As with the successful effort by the public health lobby to ban over-the-counter codeine in 2016, rare cases of self-harm — in this case, paracetamol overdoses by teenagers — are being used to prevent Australians from managing their own pain, condemning chronic pain sufferers, women with severe menstrual pain and arthritis sufferers to ever greater difficulties in managing their pain.
In a demonstration of exactly how this is part of a longer-term, creeping attempt by bureaucrats and the public health lobby to take away Australians’ ability to manage their own pain, the justification for banning over-the-counter codeine in 2016 was that paracetamol was just as good as codeine and was widely available.
In fact, the “independent modelling” used to justify banning codeine specifically assumed “the substitution of low dose codeine medicines to cheaper supermarket products such as paracetamol and/or ibuprofen”. In fact, it had to, because otherwise the modelling would have shown a massive impact on demand for GPs as pain sufferers were forced to attend their GPs to receive prescriptions for low-dose codeine.
Now the very justification for the codeine ban is being removed with strict limits on supermarket purchases of paracetamol and ibuprofen — and a complete ban on the over-the-counter sale of modified-release paracetamol. The next step, inevitably, will be the complete prohibition of over-the-counter pain relief.
It is typical of this public health regulatory process that pain sufferers are ignored and their needs and agency diminished. The fact that women suffer from chronic pain significantly more than men according to both international and Australian studies suggests an element of perhaps unconscious misogyny in the willingness of public health advocates to dismiss the concerns of chronic pain sufferers.
But as lobby group Pain Australia pointed out in its submission to the TGA, the proposed restrictions will disproportionately punish pain sufferers in regional areas, where there are far fewer options not merely for access to GPs and chemists but to supermarkets as well.
The specific intent of the restrictions is to prevent “stockpiling” of paracetamol, yet stockpiling is exactly what pain sufferers without easy access to either pharmacies or supermarkets need to do to be able to effectively manage pain — and if you rely on modified-release paracetamol and you live in a regional community, you’ll be on your own. You’ll be forced to make an appointment with a hard-pressed local GP, perhaps days or weeks in the future, in order to obtain some basic relief.
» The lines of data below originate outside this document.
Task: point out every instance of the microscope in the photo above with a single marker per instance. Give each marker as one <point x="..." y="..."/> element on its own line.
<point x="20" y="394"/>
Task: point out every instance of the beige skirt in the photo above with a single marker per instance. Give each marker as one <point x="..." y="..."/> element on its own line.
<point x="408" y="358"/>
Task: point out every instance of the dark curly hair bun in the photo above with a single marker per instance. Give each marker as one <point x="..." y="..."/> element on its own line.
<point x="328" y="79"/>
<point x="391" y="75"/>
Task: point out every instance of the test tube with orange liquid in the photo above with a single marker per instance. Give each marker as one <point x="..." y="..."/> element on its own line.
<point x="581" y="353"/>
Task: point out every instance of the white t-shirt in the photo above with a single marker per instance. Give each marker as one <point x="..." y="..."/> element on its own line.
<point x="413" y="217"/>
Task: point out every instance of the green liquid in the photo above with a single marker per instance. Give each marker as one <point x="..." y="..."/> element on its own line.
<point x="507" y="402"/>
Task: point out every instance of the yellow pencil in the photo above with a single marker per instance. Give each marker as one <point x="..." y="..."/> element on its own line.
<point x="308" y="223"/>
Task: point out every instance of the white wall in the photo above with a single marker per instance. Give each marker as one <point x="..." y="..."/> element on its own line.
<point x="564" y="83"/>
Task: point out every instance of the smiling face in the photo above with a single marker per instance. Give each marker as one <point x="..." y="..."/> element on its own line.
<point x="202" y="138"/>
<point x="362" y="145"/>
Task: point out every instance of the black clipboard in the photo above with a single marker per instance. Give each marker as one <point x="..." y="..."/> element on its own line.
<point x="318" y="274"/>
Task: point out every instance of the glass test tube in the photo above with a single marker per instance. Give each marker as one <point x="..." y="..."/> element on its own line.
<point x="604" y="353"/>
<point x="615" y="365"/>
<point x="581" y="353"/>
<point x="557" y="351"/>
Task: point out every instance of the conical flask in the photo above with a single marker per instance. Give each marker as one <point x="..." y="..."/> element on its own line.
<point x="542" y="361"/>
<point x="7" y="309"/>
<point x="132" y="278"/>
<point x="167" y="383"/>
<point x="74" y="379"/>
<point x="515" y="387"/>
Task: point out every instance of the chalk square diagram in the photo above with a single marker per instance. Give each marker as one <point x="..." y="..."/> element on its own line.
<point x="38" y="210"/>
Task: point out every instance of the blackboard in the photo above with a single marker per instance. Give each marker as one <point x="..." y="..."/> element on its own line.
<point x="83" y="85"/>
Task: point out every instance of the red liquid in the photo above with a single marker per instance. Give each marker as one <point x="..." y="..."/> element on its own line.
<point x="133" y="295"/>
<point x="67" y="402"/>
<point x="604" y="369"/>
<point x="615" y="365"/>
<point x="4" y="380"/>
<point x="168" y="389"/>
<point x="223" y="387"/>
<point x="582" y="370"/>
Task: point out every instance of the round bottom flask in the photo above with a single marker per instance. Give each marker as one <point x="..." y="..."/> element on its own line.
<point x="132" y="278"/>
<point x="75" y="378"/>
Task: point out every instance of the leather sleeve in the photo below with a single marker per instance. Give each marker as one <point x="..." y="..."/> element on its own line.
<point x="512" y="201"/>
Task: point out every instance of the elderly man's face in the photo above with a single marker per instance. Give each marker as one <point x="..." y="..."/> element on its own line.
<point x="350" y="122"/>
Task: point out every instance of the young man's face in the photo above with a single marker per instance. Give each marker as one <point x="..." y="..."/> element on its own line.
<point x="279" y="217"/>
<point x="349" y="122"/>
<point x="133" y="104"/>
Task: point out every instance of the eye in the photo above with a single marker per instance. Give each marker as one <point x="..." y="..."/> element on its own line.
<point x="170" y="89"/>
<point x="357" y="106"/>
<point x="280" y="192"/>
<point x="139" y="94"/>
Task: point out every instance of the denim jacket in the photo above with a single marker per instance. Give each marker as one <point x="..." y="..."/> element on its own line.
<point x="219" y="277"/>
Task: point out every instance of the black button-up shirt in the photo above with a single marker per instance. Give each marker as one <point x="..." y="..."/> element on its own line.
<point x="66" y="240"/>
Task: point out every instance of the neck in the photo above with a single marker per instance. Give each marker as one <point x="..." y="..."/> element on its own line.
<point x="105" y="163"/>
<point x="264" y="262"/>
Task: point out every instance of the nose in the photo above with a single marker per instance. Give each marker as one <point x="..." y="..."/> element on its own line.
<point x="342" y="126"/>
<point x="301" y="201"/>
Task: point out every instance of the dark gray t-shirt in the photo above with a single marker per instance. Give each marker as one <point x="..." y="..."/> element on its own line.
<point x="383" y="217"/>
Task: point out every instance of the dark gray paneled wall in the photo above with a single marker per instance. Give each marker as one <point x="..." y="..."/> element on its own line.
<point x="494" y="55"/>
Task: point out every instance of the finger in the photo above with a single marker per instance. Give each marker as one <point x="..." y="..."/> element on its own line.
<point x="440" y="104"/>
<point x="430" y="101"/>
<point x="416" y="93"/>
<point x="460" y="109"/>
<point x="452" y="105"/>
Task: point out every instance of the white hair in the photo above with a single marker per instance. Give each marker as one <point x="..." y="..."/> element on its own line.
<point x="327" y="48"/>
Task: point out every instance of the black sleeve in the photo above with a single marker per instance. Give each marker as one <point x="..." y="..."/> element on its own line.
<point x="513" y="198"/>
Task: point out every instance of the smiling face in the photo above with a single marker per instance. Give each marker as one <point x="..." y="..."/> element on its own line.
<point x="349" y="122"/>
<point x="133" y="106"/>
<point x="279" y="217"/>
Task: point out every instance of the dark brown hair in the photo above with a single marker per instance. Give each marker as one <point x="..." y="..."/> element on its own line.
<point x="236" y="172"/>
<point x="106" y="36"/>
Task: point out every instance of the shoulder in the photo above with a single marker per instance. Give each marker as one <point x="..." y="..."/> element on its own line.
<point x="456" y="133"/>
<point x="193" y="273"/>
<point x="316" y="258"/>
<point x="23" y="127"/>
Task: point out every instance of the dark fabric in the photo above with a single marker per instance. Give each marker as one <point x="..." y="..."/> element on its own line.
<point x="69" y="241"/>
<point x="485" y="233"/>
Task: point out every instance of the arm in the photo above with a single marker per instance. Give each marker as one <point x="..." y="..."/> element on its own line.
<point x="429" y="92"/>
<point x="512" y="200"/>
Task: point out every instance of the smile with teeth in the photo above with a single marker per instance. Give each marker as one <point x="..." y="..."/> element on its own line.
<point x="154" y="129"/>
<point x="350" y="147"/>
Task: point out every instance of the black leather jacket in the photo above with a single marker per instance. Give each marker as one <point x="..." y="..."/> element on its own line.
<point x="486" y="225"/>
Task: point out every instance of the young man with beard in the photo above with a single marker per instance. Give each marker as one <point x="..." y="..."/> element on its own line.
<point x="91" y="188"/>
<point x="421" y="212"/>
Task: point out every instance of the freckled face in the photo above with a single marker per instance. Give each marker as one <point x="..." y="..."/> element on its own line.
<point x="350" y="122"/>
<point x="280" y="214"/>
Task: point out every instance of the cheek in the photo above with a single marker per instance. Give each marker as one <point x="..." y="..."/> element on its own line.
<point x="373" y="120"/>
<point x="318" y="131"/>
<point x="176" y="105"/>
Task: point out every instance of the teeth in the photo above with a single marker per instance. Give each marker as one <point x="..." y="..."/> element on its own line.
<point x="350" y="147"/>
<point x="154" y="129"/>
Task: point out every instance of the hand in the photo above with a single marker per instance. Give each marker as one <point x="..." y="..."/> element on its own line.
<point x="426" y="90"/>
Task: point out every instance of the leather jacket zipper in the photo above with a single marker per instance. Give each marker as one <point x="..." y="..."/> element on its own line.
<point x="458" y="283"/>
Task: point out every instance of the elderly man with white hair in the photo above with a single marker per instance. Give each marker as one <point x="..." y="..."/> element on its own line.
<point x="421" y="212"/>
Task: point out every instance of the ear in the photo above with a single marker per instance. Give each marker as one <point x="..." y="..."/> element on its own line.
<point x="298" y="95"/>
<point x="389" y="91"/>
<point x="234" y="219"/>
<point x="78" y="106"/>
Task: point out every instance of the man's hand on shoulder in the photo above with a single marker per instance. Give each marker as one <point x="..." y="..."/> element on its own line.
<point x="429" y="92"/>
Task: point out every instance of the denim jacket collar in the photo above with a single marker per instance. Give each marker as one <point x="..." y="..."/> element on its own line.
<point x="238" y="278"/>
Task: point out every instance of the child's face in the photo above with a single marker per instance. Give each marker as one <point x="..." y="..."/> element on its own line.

Good luck.
The obliviousness of the public health lobby to the realities of life for pain sufferers seems to be an abiding theme of their push to control Australians’ lives.
While minimising self-harm is the professed goal of the restrictions, they represent the ongoing medicalisation of the basics of life by the public health lobby. In the eyes of public health advocates, literally no decision you ever make cannot be turned into a medical issue that must be removed from your control and handed to a medical bureaucrat who is supposed to be better at making decisions for you than you yourself.
Pain relief, drug consumption, food, lifestyle choices: all must be vetted to ensure they maximise health and productivity for the community — even if not for you.